Note: Tips and good-practices.
1. Always evaluate your model before deploying it.
2. If your model predicts unexpected values, recheck your training data.
3. Higher precision does not guarantee you good predictions. Your model may fall over the overfitting problem.

3) Use your custom model

You must:

  1. Load your provider with your model properties (identifier, version, and/or credential).
  2. Call to the appropriate GeneXusAI's task.
    e.g. if you train your model for image classification, call to Classify procedure or, if you train your model using GeneXusAI.Custom module, you can call to Predict procedure.
  3. Start making predictions over new data. 

As simple as that!

Evaluation importance

Imagine you want to train a classifier that distinguishes between two classes:

  • Positive (P)
  • Negative (N)

Ideally, you want your classifier to predict exactly the real value (i.e., predict P when it really was a P, analogous for N). This idea is shown in Image 3a. But, as you are training a model from biased data (data from the real world), sometimes it may fail. So, your real classifier will be 'deviated' from the classifier you expect (exemplified in the Image 3b).
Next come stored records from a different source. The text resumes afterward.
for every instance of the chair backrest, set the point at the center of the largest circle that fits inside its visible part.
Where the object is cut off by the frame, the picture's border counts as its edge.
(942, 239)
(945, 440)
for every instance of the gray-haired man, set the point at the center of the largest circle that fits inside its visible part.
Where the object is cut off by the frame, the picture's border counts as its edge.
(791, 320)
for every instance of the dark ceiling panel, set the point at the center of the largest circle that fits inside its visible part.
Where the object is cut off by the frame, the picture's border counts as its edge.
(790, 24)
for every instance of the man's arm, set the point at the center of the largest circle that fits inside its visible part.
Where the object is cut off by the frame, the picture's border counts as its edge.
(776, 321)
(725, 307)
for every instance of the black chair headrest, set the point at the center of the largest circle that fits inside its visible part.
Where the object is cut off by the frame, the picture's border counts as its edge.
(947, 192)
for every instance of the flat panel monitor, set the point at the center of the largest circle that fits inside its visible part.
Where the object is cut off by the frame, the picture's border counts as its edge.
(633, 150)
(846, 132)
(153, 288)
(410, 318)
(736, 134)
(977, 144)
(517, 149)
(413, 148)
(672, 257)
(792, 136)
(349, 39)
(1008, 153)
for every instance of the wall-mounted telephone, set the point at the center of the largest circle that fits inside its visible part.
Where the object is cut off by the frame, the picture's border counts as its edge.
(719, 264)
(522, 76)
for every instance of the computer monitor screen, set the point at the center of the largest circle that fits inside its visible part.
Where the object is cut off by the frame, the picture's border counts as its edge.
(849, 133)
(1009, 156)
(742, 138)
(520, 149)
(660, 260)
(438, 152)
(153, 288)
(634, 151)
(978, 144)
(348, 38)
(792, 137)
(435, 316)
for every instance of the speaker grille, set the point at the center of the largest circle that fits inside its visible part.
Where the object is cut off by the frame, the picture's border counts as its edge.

Aritificial Intelligence - Ideal binary classifier Artificial Intelligence - Real binary classifier and outcomes
(a) Ideal classifier with two classes
(b) Real classifier with outcomes
Image 3: ideal vs real classifier

Take into account that this 'deviation' is not a bad thing since your model will be used for predicting values from new data (unseen during the training); otherwise, you may fall into the well-known overfitting problem. The fact that matters is 'how much' your model is 'deviated' from your expectation.
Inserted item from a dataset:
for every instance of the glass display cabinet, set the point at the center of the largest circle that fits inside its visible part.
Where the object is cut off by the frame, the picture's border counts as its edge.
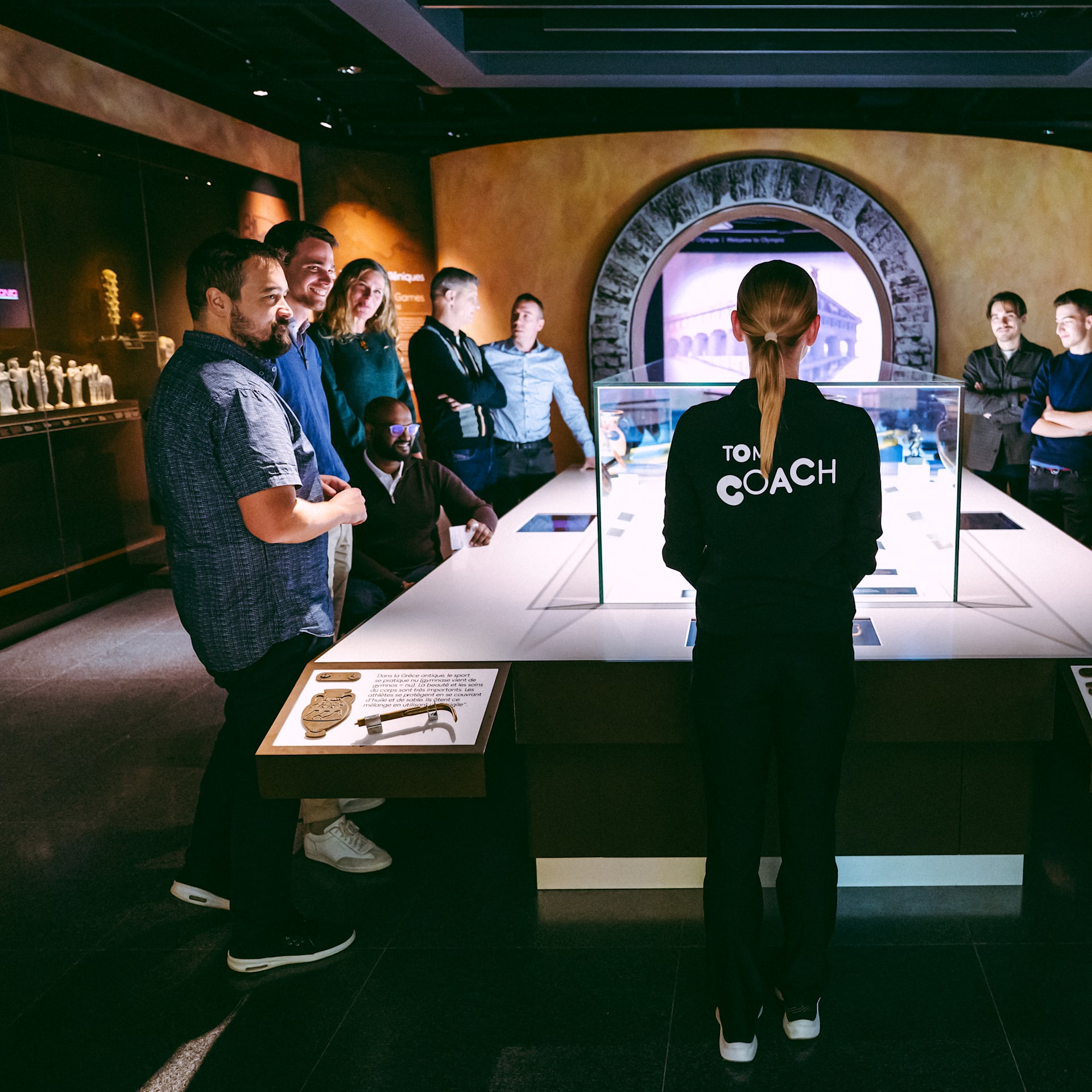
(917, 432)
So, when you evaluate a model, you will get four outcomes:

  • True Positives (TP) 
    How many positive values were correctly classified as positive.
     
  • True Negatives (TN)
    How many negative values were correctly classified as negative.
     
  • False Positive (FP)
    How many negative values were misclassified as positive.
     
  • False Negative (FN)
    How many positive values were misclassified as negative.
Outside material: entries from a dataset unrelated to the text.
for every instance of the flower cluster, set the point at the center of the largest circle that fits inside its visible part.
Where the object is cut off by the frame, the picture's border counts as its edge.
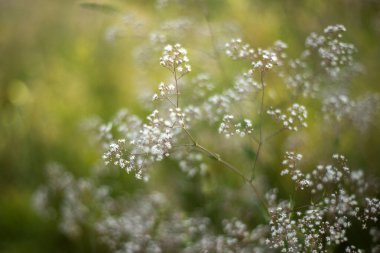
(294, 119)
(175, 59)
(152, 142)
(165, 90)
(261, 59)
(291, 167)
(332, 51)
(228, 128)
(237, 50)
(326, 221)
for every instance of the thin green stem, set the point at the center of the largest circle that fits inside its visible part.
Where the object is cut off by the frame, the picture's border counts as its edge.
(260, 141)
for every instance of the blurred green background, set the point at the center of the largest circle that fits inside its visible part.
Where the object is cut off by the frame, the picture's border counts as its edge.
(57, 68)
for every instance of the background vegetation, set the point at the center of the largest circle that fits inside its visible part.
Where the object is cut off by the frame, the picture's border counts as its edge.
(59, 66)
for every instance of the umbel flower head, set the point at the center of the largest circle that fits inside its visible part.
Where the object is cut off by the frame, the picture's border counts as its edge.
(175, 59)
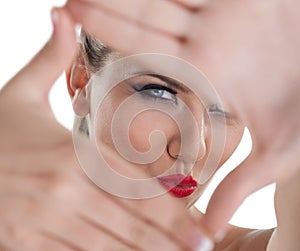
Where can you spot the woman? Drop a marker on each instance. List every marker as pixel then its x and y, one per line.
pixel 38 226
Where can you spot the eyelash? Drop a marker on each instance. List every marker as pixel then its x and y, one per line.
pixel 216 110
pixel 148 91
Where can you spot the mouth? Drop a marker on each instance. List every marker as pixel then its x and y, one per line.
pixel 178 185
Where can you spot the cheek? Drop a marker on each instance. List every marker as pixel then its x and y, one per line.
pixel 146 123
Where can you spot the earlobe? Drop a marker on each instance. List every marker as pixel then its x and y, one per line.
pixel 77 79
pixel 80 101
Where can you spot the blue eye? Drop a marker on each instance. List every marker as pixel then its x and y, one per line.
pixel 215 109
pixel 157 92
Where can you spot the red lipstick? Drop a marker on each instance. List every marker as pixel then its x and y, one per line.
pixel 178 185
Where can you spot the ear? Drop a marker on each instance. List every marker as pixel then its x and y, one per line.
pixel 77 78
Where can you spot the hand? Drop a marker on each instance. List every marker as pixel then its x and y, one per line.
pixel 47 202
pixel 250 52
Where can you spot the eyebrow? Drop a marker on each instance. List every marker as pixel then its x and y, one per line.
pixel 171 82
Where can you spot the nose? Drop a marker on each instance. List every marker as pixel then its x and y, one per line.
pixel 189 143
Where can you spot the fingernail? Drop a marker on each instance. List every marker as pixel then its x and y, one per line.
pixel 201 243
pixel 54 17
These values determine what we know as a Confusion Matrix, and from it you will be able to perform calculations that allow you to decide how well your model behaves. For instance, the most used metrics are calulated as follows:

  • Accuracy (ACC)
    ACC =  TP + TN
    TP + TN + FP + FN
     
  • Precision (P)
    P =  TP
    TP +  FP
      
  • Recall (R)
    R =  TP
    TP +  FN
     
  • F1-Score (F1, armonic mean of precision and recall)
    F1 2 · P · R
    P  +  R

This same idea can be generalized to a multiclass classifier. So, don't be strict, a 100% accuracy does not guarantee that your model behaves correctly when classifies new data (data that it has never seen before).

Provider back-office

The following table tells you where can you find the online training website for each supported provider.

Provider Online training Documentation
Google AutoML Vision UI Open Material Read
IBM Watson Studio Visual Recognition Open Material Read
Microsoft  Custom Vision AI Open Material Read
SAP GeneXus SDK for SAP Leonardo Open Material Read
     

Notes

  • Google provider does not work with .NET Core Generator.

Availability

This document applies as of GeneXus 16 upgrade 6.